Has this rethink worked? Well, Nestlé’s share price has grown from 39.98 Swiss francs (US$41.49) in January 2006 to CHF 82.50 (US$85.62) at end August 2017. Its market capitalisation stands at CHF 251.92 billion, compared with CHF 166.15 billion in 2006 (based on Reuters and Nestlé data). The question remains, however, whether this value is really filtering down into society. Nestlé claims that over the past 10 years its efforts have resulted in more than 50 million children eating better and exercising more, that 207 billion servings of fortified food have been sold, and that four million farmers have received training and assistance, among other impacts.

But, for Mthombeni, the question of whether shared value actually has the muscle to close massive global inequality gaps requires that we interrogate who is setting the agenda and who is determining the nature of societal needs. “If you see shared value only as a positive then I think you’ve missed the point,” he says, stressing that proponents must never find themselves above feedback, criticism and self-reflection. “Consider the words sharing and value. For me the whole notion of sharing implies tension, because somebody has to create value … and then you share it. Do I share after I have finished eating? Or do I share from the first rand that we make? With whom do I share? What are the principles that drive that sharing? When you get into that, then you’ll see that your philosophical view of life will influence the whole notion of sharing.”
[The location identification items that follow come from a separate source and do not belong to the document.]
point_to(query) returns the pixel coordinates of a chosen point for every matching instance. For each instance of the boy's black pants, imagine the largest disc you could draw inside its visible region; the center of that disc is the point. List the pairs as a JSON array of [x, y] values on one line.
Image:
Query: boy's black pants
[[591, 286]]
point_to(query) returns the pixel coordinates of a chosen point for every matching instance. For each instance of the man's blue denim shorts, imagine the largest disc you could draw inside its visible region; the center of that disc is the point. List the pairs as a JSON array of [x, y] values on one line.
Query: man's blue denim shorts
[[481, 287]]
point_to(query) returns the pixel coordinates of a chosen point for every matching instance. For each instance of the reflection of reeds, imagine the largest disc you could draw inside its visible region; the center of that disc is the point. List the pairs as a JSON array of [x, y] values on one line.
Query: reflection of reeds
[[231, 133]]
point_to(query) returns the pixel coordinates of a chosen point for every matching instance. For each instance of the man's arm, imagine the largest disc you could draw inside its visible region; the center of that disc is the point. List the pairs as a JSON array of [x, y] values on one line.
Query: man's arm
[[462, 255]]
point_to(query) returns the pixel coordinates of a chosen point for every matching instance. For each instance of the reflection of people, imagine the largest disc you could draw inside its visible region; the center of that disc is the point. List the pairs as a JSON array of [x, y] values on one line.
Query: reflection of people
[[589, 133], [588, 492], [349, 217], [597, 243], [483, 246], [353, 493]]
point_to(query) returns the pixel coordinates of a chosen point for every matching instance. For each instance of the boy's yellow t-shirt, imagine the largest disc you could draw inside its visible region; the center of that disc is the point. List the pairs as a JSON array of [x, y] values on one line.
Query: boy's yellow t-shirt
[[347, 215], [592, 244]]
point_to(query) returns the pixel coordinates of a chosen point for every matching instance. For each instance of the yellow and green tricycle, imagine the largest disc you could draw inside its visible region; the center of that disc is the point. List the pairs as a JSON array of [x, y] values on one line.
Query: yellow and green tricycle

While any number of trends are swirling around the shared value debate – from the rise of the sustainably focused millennials, to mass connectivity, inclusive growth, corporate transparency, the rise of automation and ethical consumerism – what they all come back to is what Short calls the need to “innovate to become more human centred”. Or, as David Blythe, CEO of market insights firm Yellowwood, told the African Shared Value Summit: “Stop trying to make people want more things and start making things people want.”

If you are a Discovery member whose Vitality points score you free flights and rewards, then, yes, you’ll see the human centred value. If you are a commuter, then, yes, Uber’s digital convenience is making life easier. But in markets like South Africa – facing 60% unemployment among youth aged 15 to 25 and measured as one of the world’s most unequal societies based on the Gini coefficient – are these high-end shared value interventions ever really going to close the inequality gap?

Just ask the recipients of Dr. Nthabiseng Legoete’s Quali Health primary healthcare enterprise, says Verachia. “She’s an entrepreneur (and GIBS MBA – Ed.) who has embedded a shared value principle into her business, which is now profitable while still being able to provide good quality primary healthcare services. The societal benefit is better healthcare access for individuals in the area, and affordability. It has changed the health profile of individuals in the areas in which she operates [Diepsloot, Soweto, Tembisa and Alexandra].” 

Peruse the company’s Facebook page and the impact becomes clear. “This is a 5* service clinic with no coast [sic] at all”, “Your amazing service and heart warming reassuring smiles were what my daughter needed”, and “You guys are a bunch of young, lovely, friendly Nurses and Doctors. You make one feel healed before even drinking the medication.”

That’s how you gauge the effectiveness of a shared value approach, says Verachia: one person at a time.